The firewall represents the protected boundary around the data warehouse and its core components.
XML firewalls can also look into the body of the message itself and examine it down to the tag level. It can tell if a message is an authorized one, or coming from an authorized recipient and then take action based on that - for example, blocking traffic, sending it to a secure environment where it can be further examined, or allowing it to pass through. XML firewalls can understand metadata about the service requestor as well as metadata about the operation itself.
When the authentication server authenticates the user, the authentication server hands over the request to the request handler. If user is privileged to access the requested data, it sends the request to the extractor otherwise sends back the request to the authentication server with the error message.
Extractor represents the mechanism to extract the data depending upon the valid request handed to it by the request handler.
This represents the collection of data for all types of users. The data is divided into different partitions and encrypted using different keys for each partition.
The data in encrypted form is passed to the user and depending upon its privilege level, the users are assigned private keys for the partitions for which it has access. This encrypted data is placed under a tag in XML[1] format to be sent to the user.
The users are the costumers , partners, clients using the data warehouse.
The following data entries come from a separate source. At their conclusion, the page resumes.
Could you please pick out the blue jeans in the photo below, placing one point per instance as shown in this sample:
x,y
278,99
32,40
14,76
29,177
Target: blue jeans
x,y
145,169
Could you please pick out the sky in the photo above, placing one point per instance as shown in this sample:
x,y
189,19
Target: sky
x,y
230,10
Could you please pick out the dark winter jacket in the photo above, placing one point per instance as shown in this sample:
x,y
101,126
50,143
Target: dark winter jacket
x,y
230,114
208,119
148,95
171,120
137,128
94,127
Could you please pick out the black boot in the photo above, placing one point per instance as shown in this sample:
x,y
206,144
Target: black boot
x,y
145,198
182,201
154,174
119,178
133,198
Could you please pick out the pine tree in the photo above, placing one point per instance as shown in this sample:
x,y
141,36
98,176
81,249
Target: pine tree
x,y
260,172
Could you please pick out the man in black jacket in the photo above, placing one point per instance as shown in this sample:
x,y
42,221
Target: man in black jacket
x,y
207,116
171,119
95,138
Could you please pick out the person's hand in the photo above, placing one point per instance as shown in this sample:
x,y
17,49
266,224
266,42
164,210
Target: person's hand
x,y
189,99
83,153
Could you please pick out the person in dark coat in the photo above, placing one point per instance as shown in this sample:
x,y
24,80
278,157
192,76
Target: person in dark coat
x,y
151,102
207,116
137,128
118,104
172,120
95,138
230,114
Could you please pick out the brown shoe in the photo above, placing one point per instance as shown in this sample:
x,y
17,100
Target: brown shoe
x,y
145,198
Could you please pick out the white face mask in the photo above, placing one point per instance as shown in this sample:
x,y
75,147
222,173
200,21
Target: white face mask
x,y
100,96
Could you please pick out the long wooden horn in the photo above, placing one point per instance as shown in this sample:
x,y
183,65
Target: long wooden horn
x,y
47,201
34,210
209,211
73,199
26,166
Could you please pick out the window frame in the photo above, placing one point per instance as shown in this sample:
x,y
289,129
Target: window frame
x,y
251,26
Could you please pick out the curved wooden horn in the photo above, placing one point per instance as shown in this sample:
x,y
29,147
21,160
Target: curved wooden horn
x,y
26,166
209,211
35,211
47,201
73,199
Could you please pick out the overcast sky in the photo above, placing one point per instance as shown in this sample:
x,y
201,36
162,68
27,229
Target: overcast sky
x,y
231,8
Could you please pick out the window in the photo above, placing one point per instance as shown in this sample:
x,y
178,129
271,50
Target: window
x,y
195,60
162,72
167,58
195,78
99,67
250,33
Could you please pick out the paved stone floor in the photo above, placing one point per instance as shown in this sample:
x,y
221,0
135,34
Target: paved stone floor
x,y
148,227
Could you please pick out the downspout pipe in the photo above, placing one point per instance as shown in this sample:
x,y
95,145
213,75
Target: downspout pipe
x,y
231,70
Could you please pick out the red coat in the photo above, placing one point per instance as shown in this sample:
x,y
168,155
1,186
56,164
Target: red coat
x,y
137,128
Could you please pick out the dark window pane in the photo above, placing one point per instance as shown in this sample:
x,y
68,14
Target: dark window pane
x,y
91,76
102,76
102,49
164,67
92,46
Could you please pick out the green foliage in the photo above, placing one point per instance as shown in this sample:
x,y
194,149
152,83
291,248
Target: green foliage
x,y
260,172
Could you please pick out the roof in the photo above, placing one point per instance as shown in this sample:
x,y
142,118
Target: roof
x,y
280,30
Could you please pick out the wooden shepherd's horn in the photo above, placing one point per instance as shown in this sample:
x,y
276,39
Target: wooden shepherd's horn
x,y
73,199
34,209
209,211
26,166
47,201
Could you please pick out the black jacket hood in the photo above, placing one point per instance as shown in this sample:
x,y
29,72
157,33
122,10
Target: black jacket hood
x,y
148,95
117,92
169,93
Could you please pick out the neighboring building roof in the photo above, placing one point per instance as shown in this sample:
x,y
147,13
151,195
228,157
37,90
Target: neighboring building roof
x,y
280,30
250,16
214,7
Each user is issued a Username and password, XML Signatures[5] and Private keys for each partition it has access to.
The Log server stores all the information about the processes taking place.
The working steps of the proposed security model are given below:
The user interacts with the authentication server by presenting its issued user name password as an initial step.
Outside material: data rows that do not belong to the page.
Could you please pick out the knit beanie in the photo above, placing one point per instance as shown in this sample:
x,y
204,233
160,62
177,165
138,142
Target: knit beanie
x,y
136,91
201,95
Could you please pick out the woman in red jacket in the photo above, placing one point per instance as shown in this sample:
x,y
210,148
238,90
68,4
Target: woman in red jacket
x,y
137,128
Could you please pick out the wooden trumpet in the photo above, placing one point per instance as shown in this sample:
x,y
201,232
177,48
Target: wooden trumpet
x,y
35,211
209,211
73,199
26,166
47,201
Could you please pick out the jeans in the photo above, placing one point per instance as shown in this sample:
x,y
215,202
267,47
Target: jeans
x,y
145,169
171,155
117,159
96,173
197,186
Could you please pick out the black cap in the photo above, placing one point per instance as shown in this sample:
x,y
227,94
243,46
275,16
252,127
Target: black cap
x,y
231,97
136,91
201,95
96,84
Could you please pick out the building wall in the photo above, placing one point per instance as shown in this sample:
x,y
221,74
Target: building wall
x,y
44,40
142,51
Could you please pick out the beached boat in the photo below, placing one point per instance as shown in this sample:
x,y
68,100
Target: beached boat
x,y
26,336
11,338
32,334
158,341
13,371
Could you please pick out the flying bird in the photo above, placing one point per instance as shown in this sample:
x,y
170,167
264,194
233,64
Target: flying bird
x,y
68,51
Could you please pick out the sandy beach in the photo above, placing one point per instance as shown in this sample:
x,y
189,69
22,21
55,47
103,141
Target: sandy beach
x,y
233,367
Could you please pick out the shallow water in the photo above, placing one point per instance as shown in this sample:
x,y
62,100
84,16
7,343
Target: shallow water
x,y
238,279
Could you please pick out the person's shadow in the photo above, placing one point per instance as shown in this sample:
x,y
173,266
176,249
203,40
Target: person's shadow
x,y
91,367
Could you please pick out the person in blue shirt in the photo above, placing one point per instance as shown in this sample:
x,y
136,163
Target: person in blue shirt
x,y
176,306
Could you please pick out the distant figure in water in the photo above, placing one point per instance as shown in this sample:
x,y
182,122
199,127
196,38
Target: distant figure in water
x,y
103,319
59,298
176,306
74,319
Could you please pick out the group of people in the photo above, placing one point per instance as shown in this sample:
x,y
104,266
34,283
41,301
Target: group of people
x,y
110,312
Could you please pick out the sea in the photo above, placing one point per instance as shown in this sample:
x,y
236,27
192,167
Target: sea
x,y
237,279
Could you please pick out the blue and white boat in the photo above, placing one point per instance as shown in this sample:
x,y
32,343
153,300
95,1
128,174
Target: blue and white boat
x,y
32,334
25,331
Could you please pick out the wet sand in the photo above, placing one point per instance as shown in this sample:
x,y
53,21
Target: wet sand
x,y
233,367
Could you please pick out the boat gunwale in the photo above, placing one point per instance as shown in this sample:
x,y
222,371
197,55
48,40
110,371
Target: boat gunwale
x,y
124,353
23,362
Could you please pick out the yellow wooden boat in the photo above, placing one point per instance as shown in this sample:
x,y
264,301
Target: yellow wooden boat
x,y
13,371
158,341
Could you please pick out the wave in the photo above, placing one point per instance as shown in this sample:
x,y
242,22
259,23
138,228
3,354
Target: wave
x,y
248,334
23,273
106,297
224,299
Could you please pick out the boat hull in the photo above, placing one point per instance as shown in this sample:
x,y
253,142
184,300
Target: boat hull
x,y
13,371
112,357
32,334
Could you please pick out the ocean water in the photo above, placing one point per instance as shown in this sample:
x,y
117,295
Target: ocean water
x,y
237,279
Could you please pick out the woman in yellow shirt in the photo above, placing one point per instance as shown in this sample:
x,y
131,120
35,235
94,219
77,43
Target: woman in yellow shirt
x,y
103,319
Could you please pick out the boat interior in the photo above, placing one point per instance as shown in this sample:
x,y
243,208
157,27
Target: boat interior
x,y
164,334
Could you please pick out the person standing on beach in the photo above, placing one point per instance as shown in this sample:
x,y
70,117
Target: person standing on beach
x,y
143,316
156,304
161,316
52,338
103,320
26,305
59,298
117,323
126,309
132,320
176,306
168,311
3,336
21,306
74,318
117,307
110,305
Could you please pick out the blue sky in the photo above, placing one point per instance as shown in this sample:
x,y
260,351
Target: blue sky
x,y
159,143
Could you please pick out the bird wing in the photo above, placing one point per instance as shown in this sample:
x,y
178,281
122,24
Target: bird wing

If the password is correct the authentication server sends a document to be digitally signed by the user with its XML signatures[5]. A part of the document is digitally signed by the authentication server itself to confirm its own identity. Otherwise the server generates an error message and logs that into the log file.
The user signs the document after verifying the digital XML-Signature[5] of the Authentication Server itself.
Authentication server verifies the XML signatures[5] of the user and checks the time stamp and if found valid, sends the request to the Request Handler inside the firewall along with the log information placed in the SOAP[3] message.
The firewall checks the information in the header to verify that the message is from Authentication Server itself and allows only the request part to be transmitted to the request handler.
The request handler checks whether the request is within the privilege level of the user, if so it sends the request to the extractor otherwise it generates an error and returns the request to the firewall which in turn attaches the error information and sends it back to the Authentication Server.
The Extractor extracts the required data from the data warehouse, which is in encrypted form.
The Extractor sends the data back to the Request Handler.
The Request Handler then creates a SOAP[3] message placing the required data in it and sends it to the firewall.
The firewall sends the data back to the authentication server along with a log of the requested information and the log is sent to the log server.
The authentication server sends the required information to the user.
The user then extracts the required data, no doubt in scrambled form, and then uses his private keys to decrypt the data.
The security of a data warehouse is a critical issue. The extra added security may increase the costs and decrease the performance by a fraction but the fact remains that its better to be safe then sorry. A single technology for implementing security meeting the required performance target is yet to be devised but the existing technologies can be used in combination to produce satisfactory results. XML[1] with the proper extensions to its different technologies looks a likely candidate to be used in solving the security problems in data warehouse but still it is a long way from perfection.